Here are things we can do to maintain our freedoms. They require understanding and a strong commitment, but except in the time of a crisis, they do not require much time or money. They provide important learning opportunities for us and our children. And they help us discover how to maintain freedoms in other areas of our lives as well.
Click on each of the following Ten Principles to learn more.
Have a copy of the homeschooling statute available for reference when you need it. Don’t ask school officials or the Department of Public Instruction (DPI) for information about statutes, regulations, or what is required. They often do not know, misunderstand, have been misinformed, or have purposely misconstrued what the statutes or regulations say. Be careful about information from books or websites that cover the laws in all 50 states. They sometimes provide only the text of the statutes without essential information about how they are interpreted and enforced, or interpret the law of one state through their experience with the law in another state, oftentimes ending up with an incorrect or inaccurate interpretation.
However, do only the minimum the law requires. When people do otherwise, they voluntarily and unnecessarily increase the power and authority that public officials have over homeschoolers. They set precedents that limit their freedoms and those of other homeschoolers. Therefore, if a school official asks or tells you to do more than is required, politely refuse and explain what is and is not required. If they persist, ask them to show you the statute or regulation that gives them the authority to make such a request.
Occasionally, it may be tempting to take what seems like the easy way out and do more than the minimum by showing officials things such as our curriculum, school calendars, samples of our children’s work, or test scores, even though these are not required by statute in Wisconsin. Perhaps we are proud of our children’s accomplishments or want to educate officials about homeschooling or show them how well it works. But any action that exceeds statutes or regulations sets a precedent and is likely to increase demands officials make of us and other homeschoolers in the future. It may also increase the questions, doubts, concerns, and criticisms that officials have about our homeschooling.
--Public school at home programs, including virtual charter schools.
--Public or private schools which employ a part-time-on-campus and part-time-at-home model.
However, there is no such thing as a free lunch. Such benefits are likely to be followed by increased regulation, especially since the government is accountable for how tax dollars are spent. Even benefits that seem quite safe, like homeschoolers playing on public school sports teams, have opened the door for increased regulation of homeschooling. (Athletes who are public school students need to meet eligibility requirements. Reports from homeschoolers across the state who have chosen to play public school sports show that some schools are asking for things that are not legally required of homeschoolers, such as curriculum, grades, and health records.)
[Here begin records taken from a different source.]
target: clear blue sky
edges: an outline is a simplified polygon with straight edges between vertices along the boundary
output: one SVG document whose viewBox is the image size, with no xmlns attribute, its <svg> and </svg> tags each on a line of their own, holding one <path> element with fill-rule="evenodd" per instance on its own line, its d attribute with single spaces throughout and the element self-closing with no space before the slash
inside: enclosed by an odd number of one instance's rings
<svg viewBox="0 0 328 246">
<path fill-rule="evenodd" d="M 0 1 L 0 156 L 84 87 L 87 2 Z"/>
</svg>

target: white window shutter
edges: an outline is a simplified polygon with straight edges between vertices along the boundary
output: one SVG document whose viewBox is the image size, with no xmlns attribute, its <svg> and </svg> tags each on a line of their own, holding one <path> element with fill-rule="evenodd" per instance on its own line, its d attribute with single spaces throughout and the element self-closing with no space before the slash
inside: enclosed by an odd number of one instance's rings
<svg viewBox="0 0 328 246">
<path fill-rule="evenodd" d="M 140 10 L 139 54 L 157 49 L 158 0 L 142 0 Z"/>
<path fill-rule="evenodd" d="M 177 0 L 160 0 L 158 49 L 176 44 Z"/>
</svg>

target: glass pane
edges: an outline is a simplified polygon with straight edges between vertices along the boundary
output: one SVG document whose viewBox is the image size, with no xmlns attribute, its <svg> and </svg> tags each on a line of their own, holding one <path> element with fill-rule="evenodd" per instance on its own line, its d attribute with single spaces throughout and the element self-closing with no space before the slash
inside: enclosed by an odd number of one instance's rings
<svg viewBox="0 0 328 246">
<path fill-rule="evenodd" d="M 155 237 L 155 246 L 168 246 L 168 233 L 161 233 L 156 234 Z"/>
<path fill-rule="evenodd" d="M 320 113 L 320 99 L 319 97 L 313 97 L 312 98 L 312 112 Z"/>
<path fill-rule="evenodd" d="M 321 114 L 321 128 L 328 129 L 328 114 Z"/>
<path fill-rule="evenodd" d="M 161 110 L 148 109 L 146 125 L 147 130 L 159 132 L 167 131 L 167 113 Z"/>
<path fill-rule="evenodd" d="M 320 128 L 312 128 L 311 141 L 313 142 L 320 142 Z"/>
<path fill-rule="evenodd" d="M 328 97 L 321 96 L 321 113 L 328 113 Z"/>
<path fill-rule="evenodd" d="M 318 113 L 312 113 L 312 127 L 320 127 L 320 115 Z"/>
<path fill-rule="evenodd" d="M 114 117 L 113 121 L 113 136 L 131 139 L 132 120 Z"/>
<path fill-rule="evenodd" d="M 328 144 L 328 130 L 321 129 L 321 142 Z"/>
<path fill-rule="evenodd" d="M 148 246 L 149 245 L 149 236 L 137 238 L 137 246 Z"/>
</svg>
Regulation stemming from favors or benefits would undoubtedly apply to all homeschoolers, not just those accepting the benefits. Families would not have the option of refusing the benefit and avoiding the increased regulation.
It’s important for homeschoolers to resist the temptation to seek benefits or favors from the government, to refuse such benefits if they are offered, to make it clear to legislators that they do not want such benefits, and to encourage other homeschoolers to do these things as well.
Remember that your actions affect other homeschoolers’ freedoms.
Joining WHPA is an excellent way to work with other homeschoolers. WHPA is strong because it includes all homeschoolers, regardless of their approach to learning, homeschooling, lifestyle, philosophy, politics, or religious beliefs. WHPA is strong because it relies on people like you knowing their rights and responsibilities. Our homeschooling freedoms depend on our working together. Renew your membership; tell others about WHPA; donate; and attend the annual conference and resource fair. Also consider joining a local homeschooling support group. If none exists in your area, start one.
These ten principles are the reasons homeschoolers in Wisconsin have been able to maintain their freedoms. WHPA has had to work hard to maintain them in the face of opposition to homeschooling from the educational establishment, some legislators, and some members of the general public.
Together we can preserve independent, parent-led, privately-funded educational freedom for homeschooling families who take direct responsibility for the education of their children.